Abstract

Inside the Gaze combines continental and Anglo-American theory to answer questions such as: In what way does film address its spectator? How does the film prefigure the spectator? Is the film aware of its orientation towards its spectator? And to what extent does it posit itself as the spectator's lead? Francesco Casetti assumes that the film addresses an ideal interlocutor whose essential features contribute to its form.Inside the Gaze, articulates the relationship between spectator and film text around three metaphors: film signals the presence of its spectator, film assigns the spectator a specific place, and film guides its spectator along a path. These metaphors help to explore a range of issues that are crucial for cinema studies, such as enunciation, point of view, subjectivity, focalization, perspective, etc.
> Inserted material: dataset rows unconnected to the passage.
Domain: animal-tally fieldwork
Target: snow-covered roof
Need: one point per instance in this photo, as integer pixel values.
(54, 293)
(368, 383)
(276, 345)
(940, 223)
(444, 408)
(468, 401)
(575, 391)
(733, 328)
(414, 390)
Casetti illustrates his position with a careful analysis of a wide range of films such as Gone with the Wind, De Sanctis' Bitter Rice, Antonioni's Cronaca di un Amore, Bunuel's El, Welles' Citizen Kane and F for Fake, and Hitchcock's Stage Fright and Vertigo.It stands at a key juncture in film studies, consolidating the gains of semiotic and textual analysis while pointing toward the social analysis of viewers and the uses they make of films. Inside the Gaze represents a major contribution to the second phase of cinema semiotics, coming after a decade of important continental work on psychoanalysis and the theory of ideology, and after muck Anglo-American work in film history and reception studies, Francesco Casetti claims to look at the fashionable idea that a film inscribes or posits, its spectator and guides that spectator along a path, but by the book's end, he has developed the concept of cinematic enunciation so that it is to initiate, coordinate, and validate the enterprise of cinema itself. All readers of this short volume will come away newly sensitive to the incredible complexity of that enterprise, and will acquire tools to analyze the inner workings of narrative films and the outer workings of films with spectators.